The Ukrainian offensive brings up a number of tactical, operational, and strategic issues that it may be useful to address.
Tactically, the Ukrainians have be adopting Western methods designed to fight against forces using Russian doctrine (which looks a lot like Soviet doctrine in many ways). This can be seen in the focus on interdiction and attriting supplies and LOS over the past few weeks. The use of battlefield-level PGMs - HIMARS and guided artillery rounds - has made this possible. Russian manpower and frontline numbers were always a factor that the West could not counter in kind, so they had to come up with other solutions, usually technological ones; the Ukrainians are benefiting from being in a tactically similar situation to the one NATO faced for decades. This has validated many Western decisions in armaments and doctrine, but those lessons are not only going to be absorbed in the West. It remains to be seen, however, whether the Ukrainians can effect the sort of rapid, coordinated counterattack operation that represents the next phase in the Western offensive concept.
Operationally, Kherson is the media focal point, but the real objectives are to throw the Russians back over the Dnipro River, providing both an effective geographical barrier to any counter-counteroffensive, as well as legitimating the Ukrainian claim to river access extending to the Black Sea in any cease-fire in-place that might occur in the immediate future. Behind this effective defensive barrier, the Ukrainians have a perfect staging area for strikes against a number of targets currently out of reach by massed or precision fires: the entirety of the North Crimea Canal, the geographic bottleneck and post-2014 border at Armiansk, dozens of kilometers of the main east-west road from Melitopol, and much more. Crossing the river to continue retaking ground on the south bank is an order of magnitude more difficult unless the Russians truly collapse, and I do not expect the Ukrainians to be planning for it at this stage. An envelopment, thrusting south on multiple axes to the river, then attempting to encircle and collapse the remaining pocket of Russian resistance (preferably keeping them outside the city of Kherson, which could be costly to retake directly), seems most likely.

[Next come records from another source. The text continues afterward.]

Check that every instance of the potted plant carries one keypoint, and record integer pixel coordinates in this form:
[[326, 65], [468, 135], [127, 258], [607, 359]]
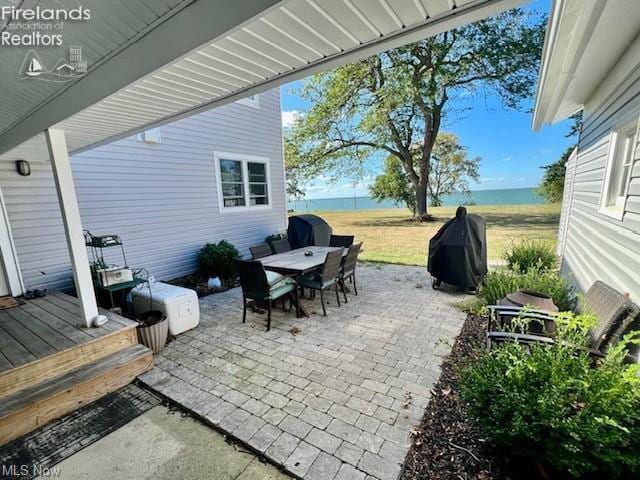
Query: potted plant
[[153, 327]]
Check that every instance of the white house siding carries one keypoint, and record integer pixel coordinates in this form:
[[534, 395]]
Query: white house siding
[[160, 198], [598, 246]]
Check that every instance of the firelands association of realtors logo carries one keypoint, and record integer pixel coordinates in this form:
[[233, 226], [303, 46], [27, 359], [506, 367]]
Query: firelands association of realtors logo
[[42, 31]]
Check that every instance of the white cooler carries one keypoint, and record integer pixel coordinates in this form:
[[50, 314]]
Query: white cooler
[[179, 304]]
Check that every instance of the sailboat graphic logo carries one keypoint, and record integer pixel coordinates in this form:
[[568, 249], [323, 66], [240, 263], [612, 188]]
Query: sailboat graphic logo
[[35, 68], [63, 71]]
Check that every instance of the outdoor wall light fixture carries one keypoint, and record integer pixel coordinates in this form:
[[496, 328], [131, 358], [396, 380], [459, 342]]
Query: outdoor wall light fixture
[[23, 168]]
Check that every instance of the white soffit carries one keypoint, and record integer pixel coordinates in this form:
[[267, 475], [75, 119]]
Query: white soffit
[[585, 40], [292, 40]]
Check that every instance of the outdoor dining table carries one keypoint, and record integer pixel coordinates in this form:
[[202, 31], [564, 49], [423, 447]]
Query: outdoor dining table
[[295, 262]]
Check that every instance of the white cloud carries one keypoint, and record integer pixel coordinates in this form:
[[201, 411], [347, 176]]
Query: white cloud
[[289, 118]]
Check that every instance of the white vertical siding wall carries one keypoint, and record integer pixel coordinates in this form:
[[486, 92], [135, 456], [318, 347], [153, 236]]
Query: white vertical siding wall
[[160, 198], [599, 247], [567, 199]]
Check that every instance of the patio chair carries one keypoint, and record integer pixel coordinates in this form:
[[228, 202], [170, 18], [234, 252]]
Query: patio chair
[[264, 286], [280, 246], [615, 313], [327, 277], [260, 251], [341, 241], [348, 269]]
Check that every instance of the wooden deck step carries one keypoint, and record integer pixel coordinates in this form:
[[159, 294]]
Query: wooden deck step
[[70, 358], [31, 408]]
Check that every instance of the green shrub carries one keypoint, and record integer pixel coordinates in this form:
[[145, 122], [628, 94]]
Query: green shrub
[[219, 260], [530, 254], [499, 283], [550, 404]]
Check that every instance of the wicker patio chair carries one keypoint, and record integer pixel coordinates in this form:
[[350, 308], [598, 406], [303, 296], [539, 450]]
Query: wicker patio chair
[[280, 246], [615, 313], [348, 269], [341, 241], [325, 278], [262, 286], [260, 251]]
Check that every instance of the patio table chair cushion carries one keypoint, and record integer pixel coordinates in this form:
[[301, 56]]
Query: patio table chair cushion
[[273, 278], [282, 288], [312, 280]]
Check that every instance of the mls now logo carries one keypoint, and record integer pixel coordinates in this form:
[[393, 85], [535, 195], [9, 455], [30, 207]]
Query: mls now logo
[[16, 471], [64, 70]]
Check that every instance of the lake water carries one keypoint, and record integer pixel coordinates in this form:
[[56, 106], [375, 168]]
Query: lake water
[[510, 196]]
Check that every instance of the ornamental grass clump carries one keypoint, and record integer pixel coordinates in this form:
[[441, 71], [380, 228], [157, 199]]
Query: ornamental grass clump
[[555, 406], [219, 260], [498, 283], [531, 254]]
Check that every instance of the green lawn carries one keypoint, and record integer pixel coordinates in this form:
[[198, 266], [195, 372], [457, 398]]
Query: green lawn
[[391, 236]]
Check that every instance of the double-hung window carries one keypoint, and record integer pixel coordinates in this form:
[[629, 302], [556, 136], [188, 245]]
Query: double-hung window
[[619, 166], [243, 181]]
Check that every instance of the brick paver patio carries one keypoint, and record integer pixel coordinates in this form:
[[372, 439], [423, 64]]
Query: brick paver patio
[[336, 399]]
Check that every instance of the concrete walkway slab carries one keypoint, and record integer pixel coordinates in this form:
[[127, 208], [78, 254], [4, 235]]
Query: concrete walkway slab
[[164, 445]]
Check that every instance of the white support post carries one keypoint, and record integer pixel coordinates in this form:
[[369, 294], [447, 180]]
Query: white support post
[[73, 226]]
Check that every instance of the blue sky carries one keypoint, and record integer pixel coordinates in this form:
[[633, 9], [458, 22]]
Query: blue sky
[[511, 152]]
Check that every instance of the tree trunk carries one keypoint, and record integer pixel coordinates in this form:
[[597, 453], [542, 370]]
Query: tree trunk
[[421, 213]]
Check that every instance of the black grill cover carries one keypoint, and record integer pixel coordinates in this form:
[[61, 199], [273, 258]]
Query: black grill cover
[[306, 230], [458, 252]]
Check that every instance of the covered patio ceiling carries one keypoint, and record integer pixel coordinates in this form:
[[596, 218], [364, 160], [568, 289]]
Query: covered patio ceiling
[[151, 62]]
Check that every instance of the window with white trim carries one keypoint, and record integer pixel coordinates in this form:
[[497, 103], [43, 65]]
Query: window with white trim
[[243, 181], [619, 166]]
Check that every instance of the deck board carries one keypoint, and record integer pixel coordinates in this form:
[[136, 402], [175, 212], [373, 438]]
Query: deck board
[[44, 332], [63, 315], [5, 364], [75, 308], [24, 336], [12, 350], [44, 326], [73, 333]]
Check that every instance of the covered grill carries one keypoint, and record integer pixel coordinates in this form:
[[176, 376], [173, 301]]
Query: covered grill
[[306, 230], [458, 252]]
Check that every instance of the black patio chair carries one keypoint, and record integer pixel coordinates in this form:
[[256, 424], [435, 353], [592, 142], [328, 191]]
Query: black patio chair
[[616, 315], [260, 251], [258, 287], [280, 246], [348, 269], [325, 278], [341, 241]]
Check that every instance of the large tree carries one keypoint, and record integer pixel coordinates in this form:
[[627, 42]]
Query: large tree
[[450, 171], [392, 101]]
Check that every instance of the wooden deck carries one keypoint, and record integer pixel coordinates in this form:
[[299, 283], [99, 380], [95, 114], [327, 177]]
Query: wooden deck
[[50, 366], [45, 326]]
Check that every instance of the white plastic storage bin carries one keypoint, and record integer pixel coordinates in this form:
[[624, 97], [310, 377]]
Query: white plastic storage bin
[[179, 304]]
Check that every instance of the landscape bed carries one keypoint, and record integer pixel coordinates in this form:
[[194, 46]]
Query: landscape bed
[[446, 445]]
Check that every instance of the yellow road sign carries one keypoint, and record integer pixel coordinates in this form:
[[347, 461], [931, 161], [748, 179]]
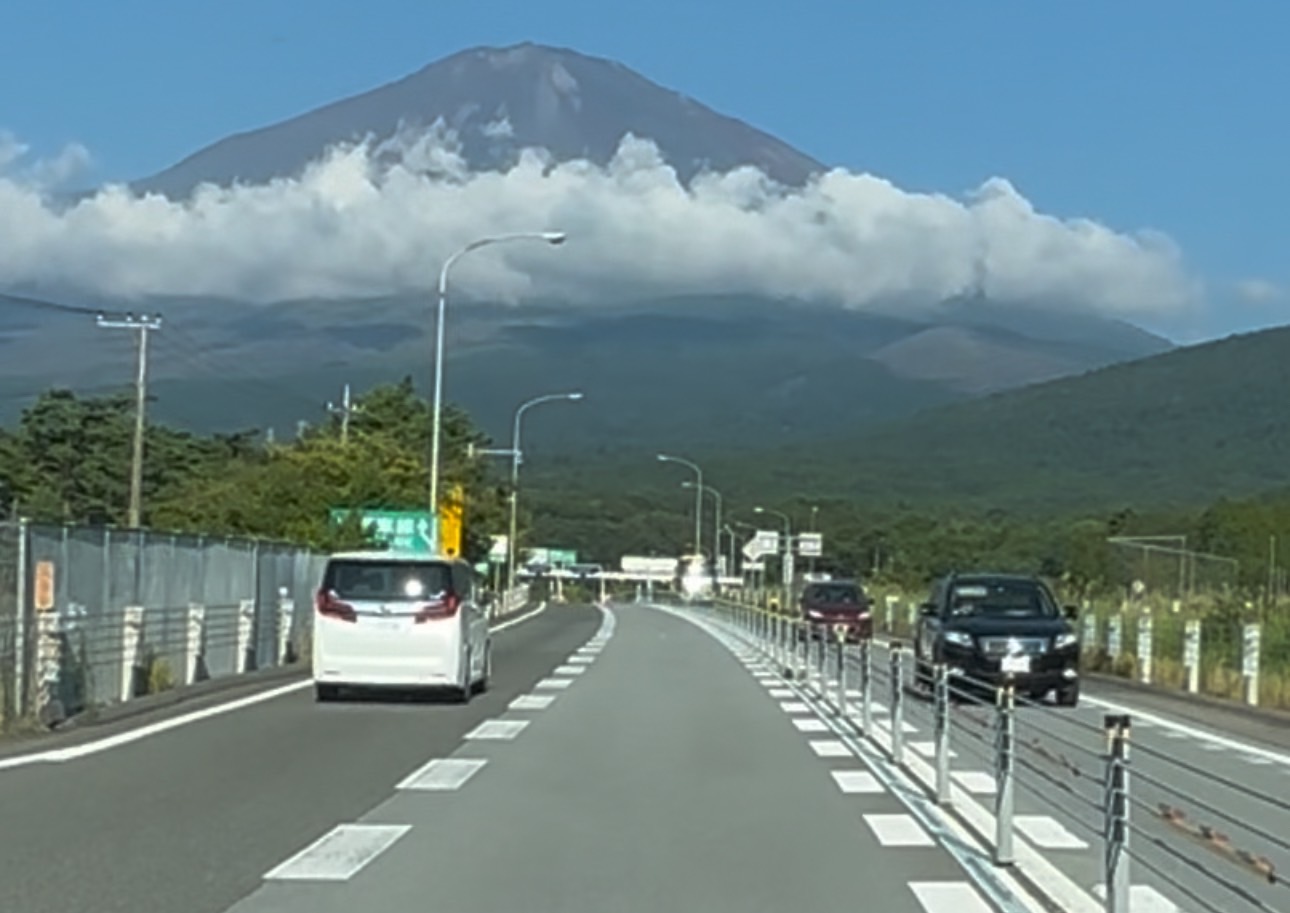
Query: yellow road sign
[[450, 522]]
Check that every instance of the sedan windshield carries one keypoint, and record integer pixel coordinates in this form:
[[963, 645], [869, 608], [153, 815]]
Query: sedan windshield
[[1001, 598]]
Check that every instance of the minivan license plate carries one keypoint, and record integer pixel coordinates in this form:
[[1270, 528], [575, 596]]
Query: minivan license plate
[[1015, 664]]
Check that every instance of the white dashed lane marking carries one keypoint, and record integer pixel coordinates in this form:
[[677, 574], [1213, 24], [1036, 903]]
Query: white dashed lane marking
[[857, 782], [1048, 833], [898, 831], [948, 896], [339, 854], [443, 774], [830, 748], [498, 730], [975, 782], [929, 748]]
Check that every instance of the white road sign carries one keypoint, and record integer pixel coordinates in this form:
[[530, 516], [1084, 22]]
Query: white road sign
[[765, 542], [810, 544]]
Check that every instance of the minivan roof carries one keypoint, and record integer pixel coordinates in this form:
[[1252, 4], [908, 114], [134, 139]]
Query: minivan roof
[[392, 555]]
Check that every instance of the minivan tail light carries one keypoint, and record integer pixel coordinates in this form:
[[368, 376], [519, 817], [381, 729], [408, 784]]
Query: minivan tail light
[[330, 606], [440, 609]]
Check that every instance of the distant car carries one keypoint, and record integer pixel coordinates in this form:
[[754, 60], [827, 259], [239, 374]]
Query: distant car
[[386, 619], [836, 605], [991, 626]]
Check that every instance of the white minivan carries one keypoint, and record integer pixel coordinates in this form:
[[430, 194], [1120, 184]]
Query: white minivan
[[406, 620]]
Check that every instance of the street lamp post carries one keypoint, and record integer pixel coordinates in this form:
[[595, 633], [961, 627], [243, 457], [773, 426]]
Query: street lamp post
[[515, 473], [716, 525], [436, 414], [788, 549], [698, 498]]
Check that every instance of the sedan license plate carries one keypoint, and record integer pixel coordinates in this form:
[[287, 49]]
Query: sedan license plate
[[1015, 664]]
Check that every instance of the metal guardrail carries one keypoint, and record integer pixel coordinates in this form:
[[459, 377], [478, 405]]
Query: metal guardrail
[[96, 615], [1213, 840]]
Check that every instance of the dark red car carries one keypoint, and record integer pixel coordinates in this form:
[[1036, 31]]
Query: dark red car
[[830, 605]]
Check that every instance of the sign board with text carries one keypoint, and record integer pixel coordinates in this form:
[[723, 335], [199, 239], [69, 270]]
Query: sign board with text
[[763, 543], [810, 544], [400, 530], [450, 522]]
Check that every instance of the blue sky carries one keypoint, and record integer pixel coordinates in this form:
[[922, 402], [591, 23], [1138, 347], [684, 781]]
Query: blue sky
[[1141, 114]]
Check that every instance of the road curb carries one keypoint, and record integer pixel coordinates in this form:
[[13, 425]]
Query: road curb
[[152, 703]]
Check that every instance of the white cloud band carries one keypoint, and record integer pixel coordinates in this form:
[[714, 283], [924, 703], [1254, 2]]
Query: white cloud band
[[368, 221]]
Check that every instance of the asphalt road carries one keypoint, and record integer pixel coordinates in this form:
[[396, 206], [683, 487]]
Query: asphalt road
[[666, 776], [190, 819], [1223, 770]]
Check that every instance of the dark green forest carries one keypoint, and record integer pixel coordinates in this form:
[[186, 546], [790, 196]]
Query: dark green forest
[[67, 461]]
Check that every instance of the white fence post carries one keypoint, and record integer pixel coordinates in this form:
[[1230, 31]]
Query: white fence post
[[245, 627], [132, 638], [285, 615], [1250, 662], [1144, 629], [194, 641], [1192, 654]]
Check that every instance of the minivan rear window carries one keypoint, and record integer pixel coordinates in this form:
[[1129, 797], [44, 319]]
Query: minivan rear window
[[837, 593], [388, 580]]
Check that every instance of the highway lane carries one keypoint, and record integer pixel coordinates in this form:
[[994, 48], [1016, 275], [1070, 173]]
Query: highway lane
[[668, 775], [186, 819], [1174, 761]]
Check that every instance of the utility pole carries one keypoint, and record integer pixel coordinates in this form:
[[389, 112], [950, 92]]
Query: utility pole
[[142, 325], [345, 410]]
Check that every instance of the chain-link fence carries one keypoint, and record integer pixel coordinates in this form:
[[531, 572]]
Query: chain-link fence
[[93, 615]]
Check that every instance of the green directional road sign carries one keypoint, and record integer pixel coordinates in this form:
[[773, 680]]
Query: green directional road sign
[[561, 557], [401, 530]]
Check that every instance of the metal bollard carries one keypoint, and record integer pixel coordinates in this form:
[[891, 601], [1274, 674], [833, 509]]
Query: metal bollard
[[1005, 738], [841, 677], [941, 699], [897, 704], [822, 663], [1116, 806], [866, 685]]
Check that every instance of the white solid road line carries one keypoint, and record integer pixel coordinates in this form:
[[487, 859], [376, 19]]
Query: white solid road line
[[898, 829], [443, 774], [1142, 899], [948, 896], [498, 730], [62, 755], [339, 854]]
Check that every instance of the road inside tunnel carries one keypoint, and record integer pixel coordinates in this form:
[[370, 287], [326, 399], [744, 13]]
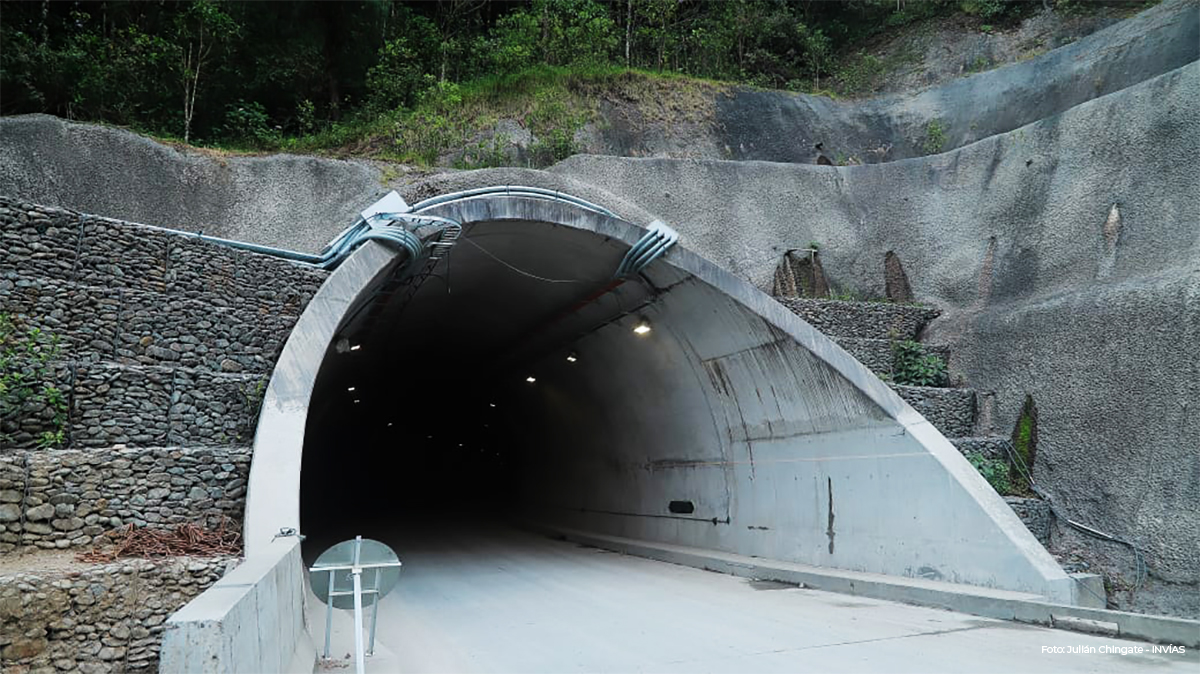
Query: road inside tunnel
[[526, 381], [430, 414]]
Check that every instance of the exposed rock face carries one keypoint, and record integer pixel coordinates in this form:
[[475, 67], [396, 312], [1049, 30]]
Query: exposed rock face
[[1043, 289], [1007, 236]]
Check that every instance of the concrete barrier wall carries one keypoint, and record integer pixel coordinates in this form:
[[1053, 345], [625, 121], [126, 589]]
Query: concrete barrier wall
[[251, 621]]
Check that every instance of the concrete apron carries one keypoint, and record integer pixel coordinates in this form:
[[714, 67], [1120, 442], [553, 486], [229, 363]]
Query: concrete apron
[[985, 602]]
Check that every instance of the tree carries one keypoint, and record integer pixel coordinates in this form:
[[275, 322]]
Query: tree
[[201, 29]]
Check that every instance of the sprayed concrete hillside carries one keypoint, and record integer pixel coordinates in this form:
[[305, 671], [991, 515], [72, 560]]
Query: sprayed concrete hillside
[[1057, 229]]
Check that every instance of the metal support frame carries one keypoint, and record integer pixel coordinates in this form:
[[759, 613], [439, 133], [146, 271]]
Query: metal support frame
[[355, 570]]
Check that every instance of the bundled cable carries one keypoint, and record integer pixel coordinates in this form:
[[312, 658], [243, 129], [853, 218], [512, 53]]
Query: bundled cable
[[184, 540]]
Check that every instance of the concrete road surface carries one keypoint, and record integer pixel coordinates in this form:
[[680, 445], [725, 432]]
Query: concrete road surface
[[501, 600]]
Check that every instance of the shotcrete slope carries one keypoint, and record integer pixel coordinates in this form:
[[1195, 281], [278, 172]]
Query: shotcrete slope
[[1047, 293], [1047, 290], [786, 127]]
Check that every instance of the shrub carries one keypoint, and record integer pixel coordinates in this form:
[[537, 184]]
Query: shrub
[[935, 137], [994, 470], [27, 379], [912, 366]]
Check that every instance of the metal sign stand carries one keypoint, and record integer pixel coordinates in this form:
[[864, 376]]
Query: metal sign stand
[[355, 570]]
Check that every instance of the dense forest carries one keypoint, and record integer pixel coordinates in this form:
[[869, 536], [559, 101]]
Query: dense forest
[[251, 73]]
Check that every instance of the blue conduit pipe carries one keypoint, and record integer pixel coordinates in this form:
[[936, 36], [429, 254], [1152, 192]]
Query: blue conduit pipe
[[397, 229], [648, 248]]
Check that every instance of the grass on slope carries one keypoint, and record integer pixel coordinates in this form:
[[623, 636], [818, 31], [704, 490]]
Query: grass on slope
[[456, 122]]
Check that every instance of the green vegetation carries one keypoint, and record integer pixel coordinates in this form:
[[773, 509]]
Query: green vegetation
[[913, 366], [1025, 443], [935, 138], [994, 470], [411, 79], [27, 380]]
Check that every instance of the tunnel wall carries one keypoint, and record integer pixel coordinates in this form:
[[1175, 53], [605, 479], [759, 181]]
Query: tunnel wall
[[1043, 292], [780, 455], [658, 425]]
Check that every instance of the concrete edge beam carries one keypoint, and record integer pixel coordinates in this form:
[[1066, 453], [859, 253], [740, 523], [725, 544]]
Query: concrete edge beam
[[251, 620], [985, 602]]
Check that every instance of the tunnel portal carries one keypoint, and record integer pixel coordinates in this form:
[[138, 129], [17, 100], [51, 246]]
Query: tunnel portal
[[521, 381]]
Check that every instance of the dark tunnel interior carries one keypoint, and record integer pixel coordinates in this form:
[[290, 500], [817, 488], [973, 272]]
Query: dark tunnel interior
[[420, 414]]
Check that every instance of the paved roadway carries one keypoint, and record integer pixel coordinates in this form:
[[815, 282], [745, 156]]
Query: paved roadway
[[499, 600]]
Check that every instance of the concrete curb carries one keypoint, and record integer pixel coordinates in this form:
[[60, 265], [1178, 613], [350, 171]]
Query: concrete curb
[[964, 599]]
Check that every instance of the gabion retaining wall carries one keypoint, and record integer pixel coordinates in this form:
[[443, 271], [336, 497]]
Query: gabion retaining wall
[[102, 619], [70, 498], [881, 320], [165, 339]]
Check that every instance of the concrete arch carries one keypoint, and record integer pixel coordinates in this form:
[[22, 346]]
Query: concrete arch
[[831, 468]]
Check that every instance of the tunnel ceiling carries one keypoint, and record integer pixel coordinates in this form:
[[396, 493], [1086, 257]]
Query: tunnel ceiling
[[507, 293], [731, 426]]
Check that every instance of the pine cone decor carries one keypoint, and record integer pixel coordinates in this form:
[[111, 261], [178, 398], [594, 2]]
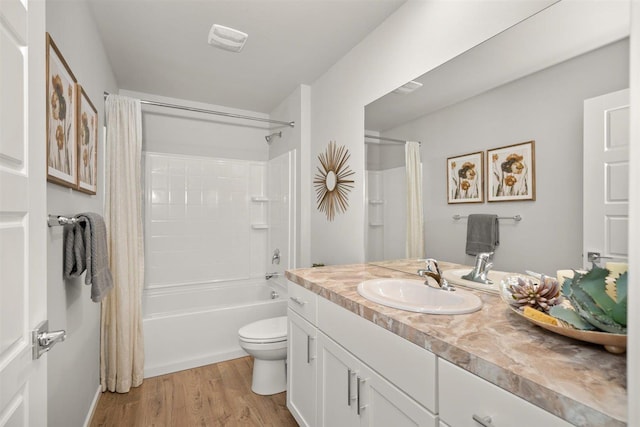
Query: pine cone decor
[[540, 296]]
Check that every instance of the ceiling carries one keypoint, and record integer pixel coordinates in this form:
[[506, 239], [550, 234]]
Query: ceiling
[[570, 29], [160, 46]]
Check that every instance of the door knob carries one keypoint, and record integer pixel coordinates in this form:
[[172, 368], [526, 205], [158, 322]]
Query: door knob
[[43, 340]]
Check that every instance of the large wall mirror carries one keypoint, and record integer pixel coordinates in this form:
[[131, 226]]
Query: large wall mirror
[[527, 83]]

Strategically, there are some indications that a reverse on the battlefield now would be particularly bad timing for the Russians, who are showing more signs of structural weakness in their long-term ability to maintain their effort. Reports on shortages of PGMs, reductions in available forces for high-profile exercises with China, and limited Western success in dealing with the energy issue all point to a weakening of Russia's ability to leverage the strategic situation in their favor. This does not mean anything in the short term, but Russia will have to be working out how to address these issues now if it wants to arrest the decline. This probably means more cooperation with Iran and China, more efforts to distract or weaken the West with influence operations, cyberattacks, and support for anti-Western insurgencies and rogue states. The weaker Russia gets strategically, the fewer options it has; Western leaders should strongly and actively avoid pushing Russia too far into a corner, where Putin is likely to feel he must fight his way out by any means necessary if he wants to survive. If Russian weakness becomes more pervasive, expect to start hearing more Western voices pushing for a negotiated solution, no matter how unpopular this might be with the Ukrainians, who see near-term Russian weakness as perhaps their only opportunity to restore their territorial integrity. The biggest winner in any prolonged decline in Russian strategic leverage, however, will be China; Xi knows this, and certainly will help Putin continue for as long as he wishes, but only enough to keep fighting (and not enough to significantly endanger China's commercial relations with the West), not to win.